山下太郎アラビア石油社長

 前回に続き、「アラビア太郎」と呼ばれた山下太郎・アラビア石油社長による回顧録をお届けする。「ダイヤモンド」1964年5月11日号に掲載された記事だ。

 札幌農学校(現北海道大学)に学んだ山下は、同校の初代教頭ウィリアム・スミス・クラーク博士の「少年よ、大志を抱け!」という言葉に従い、開拓者精神(パイオニア・スピリット)を存分に発揮した人生を歩んだ。第2次世界大戦前、オブラートのメーカーから始まり、貿易業や中国・満州の開拓などで財を成すも、敗戦により無一文になってしまう。

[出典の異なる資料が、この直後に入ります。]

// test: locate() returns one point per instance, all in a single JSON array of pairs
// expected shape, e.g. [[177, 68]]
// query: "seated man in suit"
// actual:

 しかし戦後は一転、資源小国である日本の“宿願”ともいえる石油開発に打って出る。ペルシャ湾の海底油田の採掘利権をサウジアラビア、クウェート両政府から獲得し、中東での石油採掘権を持つ日本初の石油会社、アラビア石油を設立する。これらの経緯は、記事をお読みいただきたい。

 満州開拓時代は「満州太郎」、石油開発に成功してからは「アラビア太郎」と呼ばれた山下だが、「大山師」との異名も持った。山師とは本来、山を歩き回って鉱脈を見つけ、一獲千金をたくらむ投機家のことで、山下の場合は山でなく海底ではあったが、確かにその生き方は山師そのものである。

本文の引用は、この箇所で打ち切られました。